Phosphopeptide pull-down assay

HEK 293 cells were transfected with plasmids encoding HA-tagged DOK7 and HA-tagged CRKI at 37 °C for 48h (Lipofectamine 3000, Thermofisher Scientific). After 48 h, the transfected cells were homogenized at 4 °C in lysis buffer; NP-40 was added to a final concentration of 1%, and the extract was incubated with rocking for 30 min at 4 °C. Insoluble proteins were removed by centrifugation at 12,000 rpm for 20 min at 4 °C. The supernatants were precleared for 1 h at 4 °C with streptavidin-agarose beads (Sigma-Aldrich).

Four biotinylated phosphopeptides ((1) ELLLDRLHPNPMYQRMPLLLN, (2) ELLLDRLHPNPMp(Y)QRMPLLLN, (3) ELLLDRLHPAPMp(Y)QRMPLLLN, and (4) ELLLDRLHPNPMp(Y)AAAPLLLN (Thermofisher Scientific)) were immobilized on streptavidin-agarose beads and incubated overnight at 4 °C in lysis buffer (50 mM sodium chloride, 30 mM triethanolamine, pH 7.5, 50 mM sodium fluoride, 5 mM EDTA, 5 mM EGTA, 2 mM sodium orthovanadate, 1 mM N-ethylmaleimide, 1 mM sodium tetrathionate, and 10 μM pepstatin, plus complete protease inhibitor mix (Roche)), containing 1% NP-40. The cell extracts, pre-cleared on streptavidin-agarose beads, were incubated overnight at 4 °C with biotinylated phosphopeptides immobilized on streptavidin-agarose beads.

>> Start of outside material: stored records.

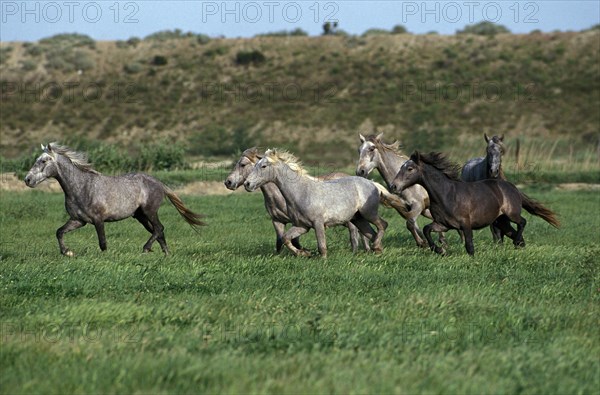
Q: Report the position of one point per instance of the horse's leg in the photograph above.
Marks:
(157, 233)
(71, 224)
(519, 241)
(279, 230)
(321, 239)
(292, 233)
(381, 226)
(468, 232)
(497, 234)
(434, 227)
(99, 225)
(354, 236)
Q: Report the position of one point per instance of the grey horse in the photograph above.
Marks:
(487, 167)
(92, 198)
(320, 204)
(274, 201)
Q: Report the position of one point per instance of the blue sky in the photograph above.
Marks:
(112, 20)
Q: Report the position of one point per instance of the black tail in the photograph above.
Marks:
(536, 208)
(190, 217)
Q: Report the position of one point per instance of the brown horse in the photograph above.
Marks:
(465, 206)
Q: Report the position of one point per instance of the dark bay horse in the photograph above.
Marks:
(314, 204)
(274, 200)
(488, 166)
(485, 167)
(465, 206)
(92, 198)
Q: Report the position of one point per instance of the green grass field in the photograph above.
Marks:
(223, 314)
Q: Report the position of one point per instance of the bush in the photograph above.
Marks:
(28, 65)
(69, 40)
(251, 57)
(399, 29)
(285, 33)
(159, 60)
(484, 28)
(202, 39)
(133, 68)
(5, 54)
(375, 32)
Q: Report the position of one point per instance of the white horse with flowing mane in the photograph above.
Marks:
(319, 204)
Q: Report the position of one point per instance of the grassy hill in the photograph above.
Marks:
(309, 94)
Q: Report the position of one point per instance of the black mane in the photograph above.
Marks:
(440, 162)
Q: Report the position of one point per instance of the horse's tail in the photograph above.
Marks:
(390, 200)
(536, 208)
(190, 217)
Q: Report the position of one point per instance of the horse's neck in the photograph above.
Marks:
(438, 186)
(293, 190)
(70, 177)
(390, 165)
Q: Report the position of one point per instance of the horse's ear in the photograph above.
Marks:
(416, 157)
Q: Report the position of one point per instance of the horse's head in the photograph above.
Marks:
(242, 168)
(45, 166)
(409, 174)
(262, 172)
(369, 155)
(494, 151)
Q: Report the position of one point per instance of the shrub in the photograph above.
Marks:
(202, 39)
(5, 54)
(399, 29)
(484, 28)
(28, 65)
(375, 32)
(159, 60)
(69, 40)
(245, 58)
(285, 33)
(133, 68)
(34, 50)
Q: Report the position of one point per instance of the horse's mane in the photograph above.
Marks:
(78, 159)
(441, 163)
(393, 147)
(274, 155)
(254, 154)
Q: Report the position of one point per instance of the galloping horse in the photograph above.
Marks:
(488, 166)
(387, 158)
(92, 198)
(320, 204)
(274, 201)
(465, 206)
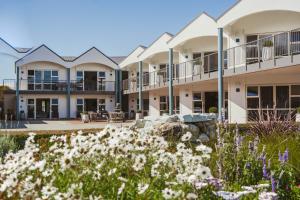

The beads were subsequently washed (three times for 9 min) in lysis buffer containing 1% NP-40. Proteins were eluted from the beads with 1% SDS in lysis buffer. Western blotting was performed using antibodies against HA tag (Abcam, ab49969).

Quantitative PCR with reverse transcription (RT–qPCR)

Total RNA was isolated from muscles of E18.5 wild-type and Dok7CM embryos using TRIZOL reagent (Invitrogen) and reverse transcribed with Superscript-III First strand kit (Invitrogen). Real-time qPCR was performed on a LightCycler 480 (Roche) using SYBR Green Master kit (Roche). PCRs were performed using primer pairs: 5′-CTGGTGAAAAGGACCTCTCGAAG-3′ and 5′-CCAGTTTCACTAATGACACAAACG-3′ for Hprt, 5′-TCAGCCTCAGAAGAGCGTGTTG-3′ and 5′-GCCTCAGAAGAGGAACTGGATAG-3′ for Dok7. Samples were run in triplicate and Dok7 expression level was normalized to Hprt expression.

Statistics and reproducibility

No statistical method was used to predetermine sample size. No data were excluded from the analyses. The experiments were not randomized. The investigators were not blinded to the genotype of the mice with the exception of the motor performance experiments.

Reporting summary

Further information on research design is available in the Nature Research Reporting Summary linked to this paper.